For Facebook, Tuesday is being seen as a kind of dreaded final exam.

That’s when Mark Zuckerberg, the company’s chief executive, will swap his trademark gray T-shirts for a suit and tie, and embark on a two-day marathon of testimony on Capitol Hill. His goal? To apologize for Facebook’s missteps, reassure Congress that Facebook intends to stop foreign powers from using its service to meddle in U.S. elections and detail the company’s plans to better protect its users’ privacy.

In preparation for Zuckerberg’s testimony, his first such appearance, Facebook has spent the last couple of weeks trying to transform its public image from a defiant, secretive behemoth into a contrite paragon of openness, announcing a string of new privacy and ­anti-abuse measures and making company executives available for numerous interviews.

It has also hired a team of experts, including a former special assistant to President George W. Bush, to put Zuckerberg, 33, a cerebral coder who is uncomfortable speaking in public, through a crash course in humility and charm. The plan is that when he sits down before the Senate Commerce and Judiciary committees Tuesday, Zuckerberg will have concrete changes to talk about, and no questions he can’t handle.

“For every major CEO, and now for Mark Zuckerberg, this is a rite of passage,” said Reed Hundt, a former chairman of the Federal Communications Commission. “Facebook has become so important — not just to business but to society — it can’t avoid having to run the congressional gantlet.”

Zuckerberg’s testimony represents a pivotal moment for the company’s future. Facebook’s data collection practices, the core of its ad-based business model, have come under broad scrutiny in recent weeks as the company has been forced to raise its estimates of how much user information was leaked and to admit that “most” of its more than 2 billion users may have had their public profile data scraped by outside harvesters. Tim Cook, Apple’s chief executive, has emerged as a prominent critic of Facebook’s approach to making money from user data, calling user privacy a “human right.”

Ahead of Zuckerberg’s trip to Washington, Facebook has hired a team from the law firm WilmerHale as well as outside consultants to coach him on questions lawmakers may ask, and on how to pace his answers and react if interrupted, according to people close to the preparations who spoke anonymously. Facebook also has set up mock hearings involving its communications team and outside advisers who role-play members of Congress.

Internal staff has pushed Zuckerberg to answer lawmakers’ questions directly, and not to appear overly defensive.
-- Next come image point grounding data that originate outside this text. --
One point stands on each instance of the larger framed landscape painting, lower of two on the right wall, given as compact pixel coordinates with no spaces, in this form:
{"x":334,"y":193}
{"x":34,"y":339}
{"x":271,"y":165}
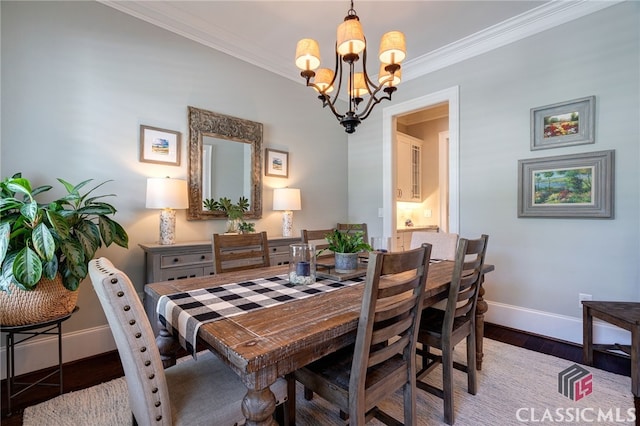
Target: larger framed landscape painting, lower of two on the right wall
{"x":577,"y":185}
Their goal is to make Zuckerberg appear as agreeable and forthright as possible, the people close to the preparations said. Reginald Brown, a former special assistant to Bush, is leading the WilmerHale group. A Facebook spokesman declined to comment.
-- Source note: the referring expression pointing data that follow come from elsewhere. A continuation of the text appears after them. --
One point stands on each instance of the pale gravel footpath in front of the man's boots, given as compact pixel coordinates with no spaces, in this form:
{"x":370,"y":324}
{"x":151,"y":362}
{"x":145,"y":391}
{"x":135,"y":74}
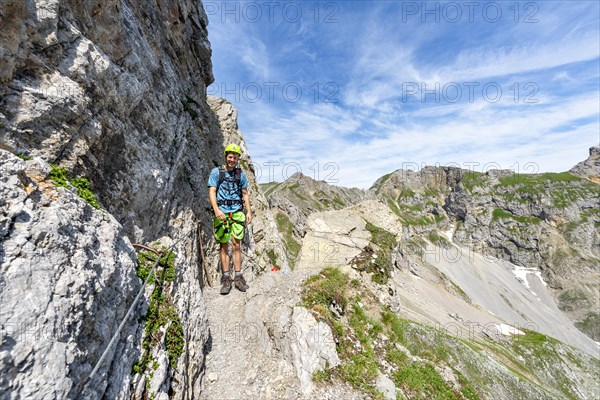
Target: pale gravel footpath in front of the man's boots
{"x":242,"y":361}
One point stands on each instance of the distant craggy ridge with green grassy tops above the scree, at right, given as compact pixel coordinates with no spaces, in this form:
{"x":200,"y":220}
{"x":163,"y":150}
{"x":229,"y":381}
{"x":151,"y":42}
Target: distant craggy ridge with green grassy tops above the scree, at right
{"x":545,"y":222}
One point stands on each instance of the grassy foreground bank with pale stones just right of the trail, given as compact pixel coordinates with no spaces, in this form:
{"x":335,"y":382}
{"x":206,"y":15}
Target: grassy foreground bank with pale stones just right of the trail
{"x":366,"y":343}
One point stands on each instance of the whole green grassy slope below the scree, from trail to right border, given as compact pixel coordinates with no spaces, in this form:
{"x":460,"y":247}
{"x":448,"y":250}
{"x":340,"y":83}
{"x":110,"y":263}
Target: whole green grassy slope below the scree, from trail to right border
{"x":428,"y":363}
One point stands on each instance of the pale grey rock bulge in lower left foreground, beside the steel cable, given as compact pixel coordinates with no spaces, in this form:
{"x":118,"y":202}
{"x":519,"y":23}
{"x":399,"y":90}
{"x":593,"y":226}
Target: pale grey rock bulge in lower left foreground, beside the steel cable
{"x":67,"y":279}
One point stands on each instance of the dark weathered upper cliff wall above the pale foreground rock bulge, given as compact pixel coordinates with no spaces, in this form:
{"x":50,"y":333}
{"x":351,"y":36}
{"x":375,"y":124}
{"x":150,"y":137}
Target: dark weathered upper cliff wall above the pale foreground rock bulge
{"x":113,"y":91}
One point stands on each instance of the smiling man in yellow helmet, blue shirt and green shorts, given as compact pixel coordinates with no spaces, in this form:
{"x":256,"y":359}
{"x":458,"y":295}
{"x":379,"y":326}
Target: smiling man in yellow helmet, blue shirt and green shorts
{"x":228,"y":195}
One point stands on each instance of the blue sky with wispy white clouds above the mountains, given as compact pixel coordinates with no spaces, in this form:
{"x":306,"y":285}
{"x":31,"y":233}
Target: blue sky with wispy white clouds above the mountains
{"x":348,"y":91}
As questions about Facebook’s role in the 2016 election and its privacy problems mounted, Zuckerberg initially tried to avoid the limelight, dodging requests for public testimony by lawmakers in the U.S. and Europe. He instead sent lieutenants, including Sheryl Sandberg, the company’s chief operating officer, and Colin Stretch, Facebook’s general counsel, to answer tough questions from lawmakers and reporters.
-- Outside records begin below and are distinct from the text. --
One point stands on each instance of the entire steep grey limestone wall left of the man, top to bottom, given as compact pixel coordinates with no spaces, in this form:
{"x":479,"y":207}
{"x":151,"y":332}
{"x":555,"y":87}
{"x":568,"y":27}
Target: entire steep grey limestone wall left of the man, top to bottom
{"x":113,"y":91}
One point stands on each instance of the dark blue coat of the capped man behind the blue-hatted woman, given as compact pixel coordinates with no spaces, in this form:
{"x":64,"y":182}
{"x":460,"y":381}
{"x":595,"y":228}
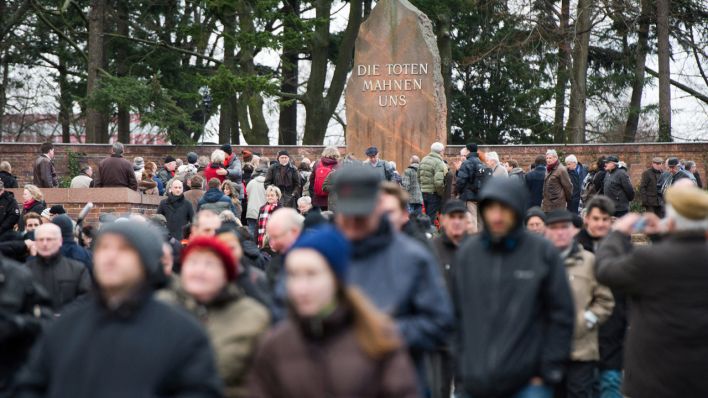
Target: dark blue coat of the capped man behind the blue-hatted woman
{"x":402,"y":279}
But last month, the latest Facebook scandal turned up the heat on Zuckerberg, when it was disclosed that Cambridge Analytica, a political consulting firm connected to President Donald Trump’s 2016 campaign, improperly obtained the personal data of what Facebook now estimates to be up to 87 million of its users.

Facebook is normally tight-lipped about its inner workings, but company officials have sharply shifted tone in the past few weeks. On Wednesday, Zuckerberg held a conference call with reporters, in which he admitted that the company’s failure to anticipate how its tools could be misused was a “huge mistake.” And on Friday, Zuckerberg said in a statement that the company had started requiring advertisers to verify their identities and locations before running political ads on Facebook. He also said the company supported a bill in Congress to require such disclosures.

Facebook has also tightened its data sharing policies and rolled out a simplified system for its users to control their privacy and security settings.

Zuckerberg is set to testify before the Senate committees on Tuesday and the House Energy and Commerce Committee on Wednesday. Democrats are expected to grill him about the privacy scandals, and how the social network is guarding against possible interference in this fall’s midterm elections. Republicans are expected to be more reticent about privacy regulations, and may use the hearings to raise suspicions of political bias on the social network.